「あのさ、俺は別に、あんたの弟奪おうってわけじゃないよ」
縁側に一人座っていた侘助を見つけて、橘はそう声をかけた。
「は?」
おや、反応した。昨日の無視から一歩進んだ反応に気をよくして、彼は侘助の隣に腰を下ろす。
「本人言うほど、この家嫌ってるわけでもないし」
昨夜自分に無視された人間とは思えない態度に、侘助はどう反応するべきか迷い、黙ってその言い分を聞くことに決める。
理一の友人は、確かにそれまで理一の側にいる人間達とは違っていた。
この家の古い作りに興味を持つのは、ここへ初めて来た人間としてはよくある反応だが、それを素直に口に出して感嘆する人間は初めてだった。
坪庭に声を上げ、床の間の鎧に声を上げ、庭の井戸に驚喜している様は、確かにこちらの笑いをそそり、家族は好意的に彼を迎え入れた。
侘助も、裏表のなさそうなその態度に拒否感があるわけではない。ただただ、理一の側にいるのが気に入らないだけなのだ。
「理一がこの家が嫌いだって言ったのか?」
「嫌いとは言わないけど、まぁそんな感じ」
その言葉は、不思議なほどあっさりと侘助の中に入ってきた。
理一は高校に進学する時にも一度、この家を出ていきたいような素振りを見せたことがある。
結局はそれが実行されることはなかったのだが、侘助はそれを知って、自分の存在が理由だろうかと思ったのだ。
理一が侘助のことを、他の親戚達のような理由で嫌うことはないとは知っていた。
けれど、自分が理一に向ける感情が知れたら、きっと疎ましく思うに違いないとは思っていたのだ。
だから、侘助は部屋を仕切って理一を必要以上に見ないように心掛けたし、必死に自分の感情を抑えてきた。
「家の話をする時とかさ、言いよどむんだよな」
こいつはどうしてその話を自分にするのだろう。

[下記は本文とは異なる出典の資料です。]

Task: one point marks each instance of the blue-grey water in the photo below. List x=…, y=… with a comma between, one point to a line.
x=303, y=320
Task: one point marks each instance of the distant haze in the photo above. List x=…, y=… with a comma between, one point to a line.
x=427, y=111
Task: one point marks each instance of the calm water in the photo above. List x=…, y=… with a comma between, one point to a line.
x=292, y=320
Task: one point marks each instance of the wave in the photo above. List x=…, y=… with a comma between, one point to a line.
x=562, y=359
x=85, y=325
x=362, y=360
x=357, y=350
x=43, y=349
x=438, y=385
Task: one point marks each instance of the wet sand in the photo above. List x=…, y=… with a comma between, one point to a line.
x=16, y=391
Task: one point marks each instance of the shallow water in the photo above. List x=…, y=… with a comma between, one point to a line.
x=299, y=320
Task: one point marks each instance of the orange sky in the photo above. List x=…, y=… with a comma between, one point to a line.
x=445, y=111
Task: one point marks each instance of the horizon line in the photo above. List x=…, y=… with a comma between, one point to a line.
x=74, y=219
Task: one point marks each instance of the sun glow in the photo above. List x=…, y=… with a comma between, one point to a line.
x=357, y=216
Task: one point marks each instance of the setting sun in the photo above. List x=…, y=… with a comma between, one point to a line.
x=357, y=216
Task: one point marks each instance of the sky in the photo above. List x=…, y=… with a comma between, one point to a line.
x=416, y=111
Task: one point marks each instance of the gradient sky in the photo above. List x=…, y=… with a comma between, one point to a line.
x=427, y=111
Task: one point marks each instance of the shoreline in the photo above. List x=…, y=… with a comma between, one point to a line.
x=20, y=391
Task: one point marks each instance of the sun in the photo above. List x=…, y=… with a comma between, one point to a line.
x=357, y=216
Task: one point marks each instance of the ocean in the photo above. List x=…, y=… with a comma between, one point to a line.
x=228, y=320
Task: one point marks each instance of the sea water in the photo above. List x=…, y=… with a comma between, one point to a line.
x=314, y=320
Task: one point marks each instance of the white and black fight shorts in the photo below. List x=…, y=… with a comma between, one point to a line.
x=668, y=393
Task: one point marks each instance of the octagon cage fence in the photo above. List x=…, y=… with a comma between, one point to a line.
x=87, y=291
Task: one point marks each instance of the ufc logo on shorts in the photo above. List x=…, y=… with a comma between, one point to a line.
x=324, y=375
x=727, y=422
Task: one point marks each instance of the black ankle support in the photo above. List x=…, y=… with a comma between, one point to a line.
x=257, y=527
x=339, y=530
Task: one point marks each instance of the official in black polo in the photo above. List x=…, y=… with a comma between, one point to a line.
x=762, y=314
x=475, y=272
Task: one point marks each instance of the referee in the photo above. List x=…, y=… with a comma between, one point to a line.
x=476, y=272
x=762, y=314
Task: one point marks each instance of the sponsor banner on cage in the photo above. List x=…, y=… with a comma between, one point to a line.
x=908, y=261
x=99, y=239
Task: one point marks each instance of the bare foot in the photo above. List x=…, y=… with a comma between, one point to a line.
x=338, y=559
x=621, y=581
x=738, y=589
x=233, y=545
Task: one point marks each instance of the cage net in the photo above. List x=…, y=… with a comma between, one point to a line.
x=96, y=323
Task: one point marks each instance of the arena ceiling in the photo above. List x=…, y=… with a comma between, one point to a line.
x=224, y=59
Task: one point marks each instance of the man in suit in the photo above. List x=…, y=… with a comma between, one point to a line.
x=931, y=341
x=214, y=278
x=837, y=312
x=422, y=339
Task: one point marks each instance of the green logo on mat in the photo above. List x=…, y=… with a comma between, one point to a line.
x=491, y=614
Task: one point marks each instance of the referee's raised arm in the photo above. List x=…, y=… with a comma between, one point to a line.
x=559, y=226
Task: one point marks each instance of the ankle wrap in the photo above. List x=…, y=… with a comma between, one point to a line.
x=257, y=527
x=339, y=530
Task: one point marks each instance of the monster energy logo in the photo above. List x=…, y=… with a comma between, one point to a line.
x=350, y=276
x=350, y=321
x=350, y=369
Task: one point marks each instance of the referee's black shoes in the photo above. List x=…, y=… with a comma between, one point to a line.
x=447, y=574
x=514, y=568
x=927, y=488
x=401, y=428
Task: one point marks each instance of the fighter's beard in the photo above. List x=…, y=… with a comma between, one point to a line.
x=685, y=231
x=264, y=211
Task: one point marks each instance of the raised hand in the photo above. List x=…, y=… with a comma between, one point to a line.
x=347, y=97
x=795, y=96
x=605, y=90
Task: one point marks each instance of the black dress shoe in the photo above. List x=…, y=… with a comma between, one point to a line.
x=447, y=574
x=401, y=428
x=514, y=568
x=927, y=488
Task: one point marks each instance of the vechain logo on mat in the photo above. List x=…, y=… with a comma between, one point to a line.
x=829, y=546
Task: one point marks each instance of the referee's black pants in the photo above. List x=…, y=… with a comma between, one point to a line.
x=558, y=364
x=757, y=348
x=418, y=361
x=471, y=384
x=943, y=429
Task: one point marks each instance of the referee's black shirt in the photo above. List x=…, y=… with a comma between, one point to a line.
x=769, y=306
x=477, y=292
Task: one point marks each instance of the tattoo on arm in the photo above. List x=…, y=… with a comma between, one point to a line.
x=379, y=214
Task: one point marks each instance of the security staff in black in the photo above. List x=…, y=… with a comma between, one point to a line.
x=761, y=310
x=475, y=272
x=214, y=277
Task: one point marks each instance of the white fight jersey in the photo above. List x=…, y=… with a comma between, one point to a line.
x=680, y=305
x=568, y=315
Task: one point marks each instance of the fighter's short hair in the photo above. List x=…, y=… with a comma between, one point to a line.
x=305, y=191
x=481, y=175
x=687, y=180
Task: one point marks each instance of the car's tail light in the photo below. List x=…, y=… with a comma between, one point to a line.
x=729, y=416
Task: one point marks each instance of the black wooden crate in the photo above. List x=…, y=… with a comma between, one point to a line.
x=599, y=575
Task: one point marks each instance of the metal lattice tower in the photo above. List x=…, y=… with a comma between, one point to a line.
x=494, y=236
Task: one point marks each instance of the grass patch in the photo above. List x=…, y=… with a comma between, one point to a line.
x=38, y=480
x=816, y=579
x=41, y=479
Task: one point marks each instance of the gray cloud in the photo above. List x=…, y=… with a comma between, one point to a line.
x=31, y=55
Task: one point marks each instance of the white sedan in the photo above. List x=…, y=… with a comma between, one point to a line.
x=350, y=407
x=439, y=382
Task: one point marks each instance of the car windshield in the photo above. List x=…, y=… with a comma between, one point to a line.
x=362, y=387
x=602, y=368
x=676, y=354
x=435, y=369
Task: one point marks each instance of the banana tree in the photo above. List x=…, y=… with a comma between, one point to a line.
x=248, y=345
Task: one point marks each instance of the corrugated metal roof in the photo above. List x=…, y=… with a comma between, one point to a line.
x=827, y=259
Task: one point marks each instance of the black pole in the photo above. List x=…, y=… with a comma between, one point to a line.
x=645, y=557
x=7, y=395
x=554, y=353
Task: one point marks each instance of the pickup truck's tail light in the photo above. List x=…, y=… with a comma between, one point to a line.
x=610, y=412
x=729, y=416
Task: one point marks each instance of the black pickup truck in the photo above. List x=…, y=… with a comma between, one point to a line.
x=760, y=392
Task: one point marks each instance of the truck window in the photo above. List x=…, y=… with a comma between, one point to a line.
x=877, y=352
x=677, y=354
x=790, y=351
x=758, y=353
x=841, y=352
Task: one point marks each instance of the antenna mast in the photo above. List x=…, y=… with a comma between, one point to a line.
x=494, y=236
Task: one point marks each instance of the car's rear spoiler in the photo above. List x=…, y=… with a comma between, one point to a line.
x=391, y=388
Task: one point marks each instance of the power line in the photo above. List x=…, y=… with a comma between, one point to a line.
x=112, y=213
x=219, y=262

そうは思うけれど、それを聞くほど、侘助は人付き合いが上手くない。
理一は大学でも上手くやっているだろうとは思っていた。理一は人に依ってはかなり嫌われることがあるのだが、大体の人間は彼に敵意を抱かない。
好かれることがなくとも、気に掛けないという対応をされることになる。そういう点で、理一は人に紛れるのが上手い。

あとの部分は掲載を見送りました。